Taking a look at the code above, we can see that we created a variable called ‘beg_time’ and set it equal to the time when the program was first run. This time data is in milliseconds, where 1000 milliseconds equals 1 second. We need this time as an anchor that will allow us to calculate when to show the text and when to not show the text.

Next, let’s look at the place where we create the variable ‘cur_time’. Here we set this variable equal to the current time as the intro loop is running. Every time we enter the loop, ‘cur_time’ is set to the current time. Now, in our conditional statement, we are subtracting the beginning time from the current time and modding by 1000. Since the time data is in milliseconds, if mod the difference of the times by a 1000 and check if the result is less than 500, the branch statement will be evaluated to true every other half second. This is perfect because all we need to do is blit the text that states “- Click here to start –“ in the branch and for half a second the text will be displayed and for the next half second it won’t be.

Try out your code and you’ll see that now you have a title and blinking text that tells the user to click on the screen. However, we aren’t done yet. You should notice that if you click on the screen, nothing happens. This is because we didn’t program the computer to break out of the loop if the user clicks on the screen. Let’s do this now:

# Checks if window exit button pressed
for event in pygame.event.get():
	if event.type == pygame.QUIT: sys.exit()
	elif event.type == pygame.MOUSEBUTTONDOWN or pygame.key.get_pressed()[pygame.K_RETURN] != 0:
		screen.blit(click, clickRect)
		pygame.display.flip()                 
		pygame.time.wait(1500)
		intro = False

If you add the above code to your intro loop code, you will see that your program now ends the intro loop if the user clicks on the screen. To see why this works, take a close look at the second branch of the if/else statement. You can see that the first expression in the condition is true if the user presses the mouse button down in the game window. The second expression checks if the user presses the return button on the keyboard. Either of these actions should start the game. Now looking into the code block that executes when either of these conditions are true, we can see that the click text is blitted, the display is flipped, the algorithm waits for 2 seconds and the intro variable is set to false.
Let’s take each of these commands one at a time. The blit needs to happen because it feels weird if the user clicks on the screen when the click text is not shown. If the user clicks on the screen when the click text isn’t showing, this line ensures that the text surface will be printed to the main screen. The invocation of ‘display.flip()’ burns the main surface to the screen. The next command, ‘pygame.time.wait(1500)’ forces the game to wait for 1.5 seconds. This allows time for there to be a sound effect played. (We are going to lay down the dynamics of the entire game first, then add sound effects at the end.) Lastly, we set the intro variable equal to false so that the intro loop will exit and the game loop will start. Play your game and you will see that we now have an intro!

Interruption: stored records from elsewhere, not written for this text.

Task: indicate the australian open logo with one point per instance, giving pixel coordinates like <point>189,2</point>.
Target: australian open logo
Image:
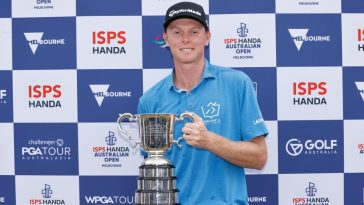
<point>296,147</point>
<point>243,45</point>
<point>211,113</point>
<point>46,150</point>
<point>47,194</point>
<point>110,154</point>
<point>311,198</point>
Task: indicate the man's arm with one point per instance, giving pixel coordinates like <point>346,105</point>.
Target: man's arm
<point>246,154</point>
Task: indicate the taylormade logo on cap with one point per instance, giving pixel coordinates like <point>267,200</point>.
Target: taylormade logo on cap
<point>173,12</point>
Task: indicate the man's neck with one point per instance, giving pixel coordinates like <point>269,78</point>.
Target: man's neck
<point>187,76</point>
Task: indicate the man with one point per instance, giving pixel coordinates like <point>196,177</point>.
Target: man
<point>229,132</point>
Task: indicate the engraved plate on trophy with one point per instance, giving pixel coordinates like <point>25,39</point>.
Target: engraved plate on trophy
<point>156,182</point>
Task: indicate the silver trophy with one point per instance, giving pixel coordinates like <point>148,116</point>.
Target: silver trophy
<point>156,181</point>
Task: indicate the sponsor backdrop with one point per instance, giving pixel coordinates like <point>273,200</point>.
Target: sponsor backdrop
<point>69,67</point>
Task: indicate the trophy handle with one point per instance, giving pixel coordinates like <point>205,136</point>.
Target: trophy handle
<point>131,118</point>
<point>190,115</point>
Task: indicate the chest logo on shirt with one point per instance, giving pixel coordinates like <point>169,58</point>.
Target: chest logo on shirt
<point>211,110</point>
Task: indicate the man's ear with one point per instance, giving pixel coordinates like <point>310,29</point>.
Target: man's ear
<point>208,36</point>
<point>165,37</point>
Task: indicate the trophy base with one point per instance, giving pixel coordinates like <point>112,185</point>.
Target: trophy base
<point>156,197</point>
<point>156,185</point>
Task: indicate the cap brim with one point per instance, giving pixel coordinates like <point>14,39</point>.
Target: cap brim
<point>165,25</point>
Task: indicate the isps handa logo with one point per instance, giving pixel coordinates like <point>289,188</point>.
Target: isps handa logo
<point>47,198</point>
<point>243,45</point>
<point>44,96</point>
<point>46,150</point>
<point>296,147</point>
<point>108,42</point>
<point>310,198</point>
<point>360,39</point>
<point>110,154</point>
<point>309,93</point>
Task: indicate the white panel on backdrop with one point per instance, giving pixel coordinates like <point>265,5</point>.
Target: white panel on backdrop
<point>309,93</point>
<point>308,6</point>
<point>152,76</point>
<point>7,149</point>
<point>353,146</point>
<point>311,189</point>
<point>159,7</point>
<point>243,40</point>
<point>109,42</point>
<point>353,39</point>
<point>271,167</point>
<point>6,45</point>
<point>105,151</point>
<point>45,96</point>
<point>43,8</point>
<point>47,189</point>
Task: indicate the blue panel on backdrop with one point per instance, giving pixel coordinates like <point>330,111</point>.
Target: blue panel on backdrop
<point>7,190</point>
<point>352,6</point>
<point>310,146</point>
<point>238,6</point>
<point>108,8</point>
<point>5,8</point>
<point>262,189</point>
<point>107,189</point>
<point>265,82</point>
<point>6,96</point>
<point>308,40</point>
<point>44,43</point>
<point>155,52</point>
<point>46,149</point>
<point>103,94</point>
<point>354,188</point>
<point>353,85</point>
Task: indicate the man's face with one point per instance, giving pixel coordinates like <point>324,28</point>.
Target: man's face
<point>187,39</point>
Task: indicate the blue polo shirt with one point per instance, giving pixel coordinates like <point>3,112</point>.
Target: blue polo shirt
<point>225,99</point>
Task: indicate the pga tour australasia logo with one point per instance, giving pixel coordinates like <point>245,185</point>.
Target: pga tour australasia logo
<point>49,150</point>
<point>295,147</point>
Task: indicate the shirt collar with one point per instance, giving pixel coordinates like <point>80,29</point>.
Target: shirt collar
<point>207,73</point>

In our game’s current state, a game cannot end because we never stop the game when the ball goes off either end of the court. Furthermore, we never keep score. Lastly, we don’t end the game loop when the score reaches some arbitrary number and designate a winner. Let’s do that now.
To start, we need to have a variable for each paddle that is incremented every time the other side loses the ball. Since we have a paddle class, we can simply add a ‘score’ property and initialize it to zero in the constructor. After we do this, when our game starts, each paddle has a score that is set to zero and can be incremented with the following command:

left_paddle.score += 1 or right_paddle.score += 1

Now that we have our ‘score’ properties for each paddle, we need to display them onto the screen. Since we have gone over how to create a font object, create a text surface and blit the surface to the main screen, we now need to show each player what their score is at the top of the screen.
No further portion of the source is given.